Pour des raisons que la suite de ce récit fera comprendre, nous donnerons un nom supposé à la vieille ville archiépiscopale ; celui de Cloisterham, par exemple.

Il est possible que les Druides l’aient connue sous une autre désignation ; ce qu’il y a de certain, c’est qu’elle portait un autre nom sous les Romains ; un autre nom sous les Saxons ; un autre nom encore sous les Normands.

Qu’importe qu’un nom de plus ou de moins, dans le cours de plusieurs siècles, soit constaté dans des chroniques poudreuses ?
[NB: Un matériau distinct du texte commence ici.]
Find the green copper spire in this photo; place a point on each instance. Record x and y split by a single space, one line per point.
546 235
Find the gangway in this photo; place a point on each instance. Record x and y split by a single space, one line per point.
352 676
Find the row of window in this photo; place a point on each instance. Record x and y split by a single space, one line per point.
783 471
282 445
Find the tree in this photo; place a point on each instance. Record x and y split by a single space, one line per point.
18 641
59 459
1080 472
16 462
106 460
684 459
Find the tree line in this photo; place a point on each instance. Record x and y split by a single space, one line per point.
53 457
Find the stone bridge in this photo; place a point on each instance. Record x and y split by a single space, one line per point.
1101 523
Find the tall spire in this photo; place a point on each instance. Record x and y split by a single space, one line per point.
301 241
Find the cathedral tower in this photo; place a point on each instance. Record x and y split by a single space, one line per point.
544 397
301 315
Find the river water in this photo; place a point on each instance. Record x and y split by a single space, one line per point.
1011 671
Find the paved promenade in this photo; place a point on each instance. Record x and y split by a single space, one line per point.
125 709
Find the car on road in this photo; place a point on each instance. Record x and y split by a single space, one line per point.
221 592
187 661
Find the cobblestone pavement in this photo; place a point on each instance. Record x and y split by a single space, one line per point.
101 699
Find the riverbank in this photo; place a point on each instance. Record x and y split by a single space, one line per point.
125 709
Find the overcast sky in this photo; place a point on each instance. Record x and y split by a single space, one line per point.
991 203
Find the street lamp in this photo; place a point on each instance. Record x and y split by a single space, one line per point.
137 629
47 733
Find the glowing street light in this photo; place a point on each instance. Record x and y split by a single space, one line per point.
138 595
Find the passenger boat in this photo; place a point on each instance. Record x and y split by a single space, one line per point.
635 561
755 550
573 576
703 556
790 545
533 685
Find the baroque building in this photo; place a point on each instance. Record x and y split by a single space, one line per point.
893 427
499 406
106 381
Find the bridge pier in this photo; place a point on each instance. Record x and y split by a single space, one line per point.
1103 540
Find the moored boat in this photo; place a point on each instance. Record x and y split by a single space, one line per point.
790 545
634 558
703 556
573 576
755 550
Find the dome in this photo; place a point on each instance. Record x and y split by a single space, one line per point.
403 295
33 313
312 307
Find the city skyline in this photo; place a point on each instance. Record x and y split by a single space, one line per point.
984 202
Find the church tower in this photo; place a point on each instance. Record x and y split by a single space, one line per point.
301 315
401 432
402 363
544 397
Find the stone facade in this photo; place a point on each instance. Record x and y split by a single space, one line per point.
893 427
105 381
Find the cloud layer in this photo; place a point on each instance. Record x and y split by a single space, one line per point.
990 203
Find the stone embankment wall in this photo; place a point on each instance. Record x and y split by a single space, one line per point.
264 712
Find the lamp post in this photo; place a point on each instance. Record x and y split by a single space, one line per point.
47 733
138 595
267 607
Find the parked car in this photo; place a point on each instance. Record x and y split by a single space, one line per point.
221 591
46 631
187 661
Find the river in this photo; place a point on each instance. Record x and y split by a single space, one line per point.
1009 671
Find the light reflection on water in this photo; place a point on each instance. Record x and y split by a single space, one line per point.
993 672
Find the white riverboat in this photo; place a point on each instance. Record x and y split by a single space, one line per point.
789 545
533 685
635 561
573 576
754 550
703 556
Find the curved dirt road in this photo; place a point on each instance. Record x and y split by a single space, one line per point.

C’est une ancienne cité que Cloisterham et le séjour en convient peu à ceux qui aiment le bruit du monde, car elle est silencieuse et monotone, imprégnée d’une odeur terreuse sortant des cryptes de sa cathédrale.

Cloisterham abonde en vestiges de tombes monastiques au point que les enfants y font pousser de petites salades dans la poussière des abbés et des abbesses et font des pâtés avec des nonnes et des frères.

Le laboureur, dans les champs voisins, a pour les lords trésoriers et les archevêques les mêmes attentions que l’Ogre du Livre des Contes souhaitait d’avoir pour son imprudent visiteur ; il broie leurs os pour en faire son pain.

C’est une cité endormie que Cloisterham.

Les habitants semblent croire que tous les changements qui devaient s’accomplir se sont produits dans les siècles passés et qu’il n’en doit plus être fait dans l’avenir.

Étrange moralité qu’ils tirent là de cette antiquité perdue dans la nuit des temps.